From propranolol (Inderal), the first of a new family called the beta-blockers, several drugs under the same banner have now been produced. These decrease the workload of the heart muscle, and lower the pulse rate, so that the heart is required to do less work under the same circumstances. The side effects are very minor. Newer beta-blockers are said to be cardio selective, indicating that they work directly on the heart fibres and have virtually no adverse effect on any other system. Heart patients will be familiar with many of these, such as propranolol, the original one (Inderal, Cardinol and others), metoprolol (Betaloc, Lopressor), alprenolol (Aptin, Betacard), atenolol (Tenormin). Some of these have a fairly long period of activity, up to eight hours or more, making twicea- day dosage the norm – much easier for the patient to remember.
Another valuable property of the betablockers is their ability to reduce the risk of death after a sudden heart attack, and to minimise the risk of a second infarct from taking place. Therefore, they are often given after a heart attack for this purpose, and it is claimed they lessen the risk of a reinfarction by 40 per cent.
Another family of drugs has also evolved, with the general description and title of Calcium Antagonists. Although they work in a different way from the others, their net effect is similar in that they reduce chest pain.
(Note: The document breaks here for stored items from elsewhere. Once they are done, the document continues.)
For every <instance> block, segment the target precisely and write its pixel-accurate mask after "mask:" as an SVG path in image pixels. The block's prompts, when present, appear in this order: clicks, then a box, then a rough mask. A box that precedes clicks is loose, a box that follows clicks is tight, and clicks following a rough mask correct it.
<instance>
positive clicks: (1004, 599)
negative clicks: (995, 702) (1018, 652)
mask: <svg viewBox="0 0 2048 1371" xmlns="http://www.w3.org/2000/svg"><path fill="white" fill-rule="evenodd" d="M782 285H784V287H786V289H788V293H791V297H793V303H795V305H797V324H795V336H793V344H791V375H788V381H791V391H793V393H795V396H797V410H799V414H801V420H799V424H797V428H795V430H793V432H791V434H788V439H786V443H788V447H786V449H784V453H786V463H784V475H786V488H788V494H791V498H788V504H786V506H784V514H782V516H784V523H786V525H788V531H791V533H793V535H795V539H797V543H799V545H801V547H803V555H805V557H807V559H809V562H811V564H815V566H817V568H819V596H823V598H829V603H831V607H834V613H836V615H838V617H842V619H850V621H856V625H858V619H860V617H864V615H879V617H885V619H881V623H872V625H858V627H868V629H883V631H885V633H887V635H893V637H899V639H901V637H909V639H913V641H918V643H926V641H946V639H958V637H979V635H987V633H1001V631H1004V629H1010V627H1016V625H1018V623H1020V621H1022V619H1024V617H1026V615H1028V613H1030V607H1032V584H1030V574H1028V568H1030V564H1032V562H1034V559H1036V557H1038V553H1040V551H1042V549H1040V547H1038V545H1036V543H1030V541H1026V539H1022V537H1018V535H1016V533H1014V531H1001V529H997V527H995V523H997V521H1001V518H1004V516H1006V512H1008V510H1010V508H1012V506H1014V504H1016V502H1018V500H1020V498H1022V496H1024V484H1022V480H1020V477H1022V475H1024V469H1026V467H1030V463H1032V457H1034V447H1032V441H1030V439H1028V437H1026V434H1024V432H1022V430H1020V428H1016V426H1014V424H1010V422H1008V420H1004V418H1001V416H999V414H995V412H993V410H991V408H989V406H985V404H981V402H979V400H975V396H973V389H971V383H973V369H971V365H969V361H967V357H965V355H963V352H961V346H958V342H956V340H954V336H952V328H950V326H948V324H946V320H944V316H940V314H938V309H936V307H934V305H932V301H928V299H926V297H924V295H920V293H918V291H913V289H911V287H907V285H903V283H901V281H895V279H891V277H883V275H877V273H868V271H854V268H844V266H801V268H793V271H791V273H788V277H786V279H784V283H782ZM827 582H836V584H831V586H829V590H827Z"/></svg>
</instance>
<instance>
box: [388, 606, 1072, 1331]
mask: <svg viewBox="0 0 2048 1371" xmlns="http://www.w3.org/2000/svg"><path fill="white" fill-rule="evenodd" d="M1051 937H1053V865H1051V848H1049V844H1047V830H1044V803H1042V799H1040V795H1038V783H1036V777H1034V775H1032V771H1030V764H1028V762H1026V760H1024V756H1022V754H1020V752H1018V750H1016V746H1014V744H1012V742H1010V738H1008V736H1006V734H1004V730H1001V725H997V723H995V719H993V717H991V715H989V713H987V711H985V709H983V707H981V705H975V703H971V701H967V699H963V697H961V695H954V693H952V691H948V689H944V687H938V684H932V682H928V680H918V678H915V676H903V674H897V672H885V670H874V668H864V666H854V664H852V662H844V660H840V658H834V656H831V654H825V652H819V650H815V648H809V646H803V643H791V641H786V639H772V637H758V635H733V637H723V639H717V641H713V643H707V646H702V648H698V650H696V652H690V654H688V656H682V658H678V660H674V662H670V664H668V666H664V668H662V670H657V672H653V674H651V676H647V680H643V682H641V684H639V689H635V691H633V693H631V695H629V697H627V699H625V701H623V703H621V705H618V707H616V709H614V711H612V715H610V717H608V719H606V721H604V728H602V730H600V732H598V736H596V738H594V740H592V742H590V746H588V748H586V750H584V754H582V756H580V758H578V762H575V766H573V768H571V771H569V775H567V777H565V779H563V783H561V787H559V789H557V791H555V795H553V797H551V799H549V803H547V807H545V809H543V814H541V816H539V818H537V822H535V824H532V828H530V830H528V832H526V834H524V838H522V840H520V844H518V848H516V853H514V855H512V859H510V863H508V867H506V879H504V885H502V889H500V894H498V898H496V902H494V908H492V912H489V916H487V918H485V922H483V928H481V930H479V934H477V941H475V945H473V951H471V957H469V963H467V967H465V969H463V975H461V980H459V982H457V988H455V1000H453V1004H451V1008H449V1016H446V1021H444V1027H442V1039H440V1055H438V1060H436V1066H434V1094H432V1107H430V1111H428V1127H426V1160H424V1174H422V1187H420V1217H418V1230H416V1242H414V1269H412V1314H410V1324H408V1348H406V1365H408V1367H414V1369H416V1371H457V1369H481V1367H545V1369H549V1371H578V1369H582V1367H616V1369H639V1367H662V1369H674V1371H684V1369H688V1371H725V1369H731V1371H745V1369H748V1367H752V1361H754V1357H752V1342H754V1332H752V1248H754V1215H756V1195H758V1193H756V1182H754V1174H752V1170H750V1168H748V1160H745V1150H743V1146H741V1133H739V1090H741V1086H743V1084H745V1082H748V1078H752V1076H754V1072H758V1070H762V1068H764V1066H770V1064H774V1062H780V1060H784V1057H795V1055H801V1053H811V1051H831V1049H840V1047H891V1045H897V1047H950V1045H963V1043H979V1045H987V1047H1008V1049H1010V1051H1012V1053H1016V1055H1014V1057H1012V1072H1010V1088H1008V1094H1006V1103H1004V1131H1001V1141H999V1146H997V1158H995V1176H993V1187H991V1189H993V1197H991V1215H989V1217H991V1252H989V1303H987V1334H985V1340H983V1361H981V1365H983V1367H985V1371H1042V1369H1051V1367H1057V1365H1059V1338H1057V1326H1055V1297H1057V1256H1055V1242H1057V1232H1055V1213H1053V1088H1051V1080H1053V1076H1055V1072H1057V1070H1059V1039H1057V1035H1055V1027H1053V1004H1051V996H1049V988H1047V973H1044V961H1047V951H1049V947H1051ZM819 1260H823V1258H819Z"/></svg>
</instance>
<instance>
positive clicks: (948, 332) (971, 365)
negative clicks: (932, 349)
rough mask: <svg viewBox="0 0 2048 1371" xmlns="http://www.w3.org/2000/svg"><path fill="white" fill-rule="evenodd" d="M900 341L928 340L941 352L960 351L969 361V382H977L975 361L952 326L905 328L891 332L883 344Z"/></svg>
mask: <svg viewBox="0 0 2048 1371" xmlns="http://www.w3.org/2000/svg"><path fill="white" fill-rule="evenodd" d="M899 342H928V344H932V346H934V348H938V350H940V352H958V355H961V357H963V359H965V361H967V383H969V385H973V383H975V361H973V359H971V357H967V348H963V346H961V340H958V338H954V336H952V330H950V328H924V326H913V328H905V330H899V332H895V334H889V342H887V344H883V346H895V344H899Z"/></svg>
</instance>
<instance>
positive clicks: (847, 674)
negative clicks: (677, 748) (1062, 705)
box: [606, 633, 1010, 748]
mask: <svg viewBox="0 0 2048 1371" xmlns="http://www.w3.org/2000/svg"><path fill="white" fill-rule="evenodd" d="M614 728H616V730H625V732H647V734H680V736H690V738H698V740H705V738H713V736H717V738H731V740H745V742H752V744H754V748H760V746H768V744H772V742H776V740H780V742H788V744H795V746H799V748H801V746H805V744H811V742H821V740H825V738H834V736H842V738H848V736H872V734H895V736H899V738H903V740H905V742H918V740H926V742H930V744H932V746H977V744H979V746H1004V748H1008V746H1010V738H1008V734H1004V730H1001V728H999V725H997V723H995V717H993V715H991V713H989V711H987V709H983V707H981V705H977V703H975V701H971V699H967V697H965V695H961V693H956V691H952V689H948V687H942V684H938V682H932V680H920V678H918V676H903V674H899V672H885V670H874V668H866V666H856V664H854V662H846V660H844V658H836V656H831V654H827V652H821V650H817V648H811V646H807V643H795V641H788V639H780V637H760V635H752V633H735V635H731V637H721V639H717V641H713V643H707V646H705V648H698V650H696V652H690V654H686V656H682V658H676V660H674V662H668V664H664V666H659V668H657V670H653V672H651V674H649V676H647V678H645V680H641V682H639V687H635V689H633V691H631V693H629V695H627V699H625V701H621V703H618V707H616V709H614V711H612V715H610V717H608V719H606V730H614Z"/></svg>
In fact, they block the intake of calcium by the blood vessels, causing them to relax, lower blood pressure, and reduce the need of more blood by the heart muscle. They are often used instead of the beta-blockers, rarely together although both of these families may be used in conjunction with the nitrates. Many patients will recognise the names of the calcium antagonists, verapamil (Verpamil, Cordilox, Isoptin), nifedipine (Adalat), diltiazem (Cardizem), and felodipine (Plendil).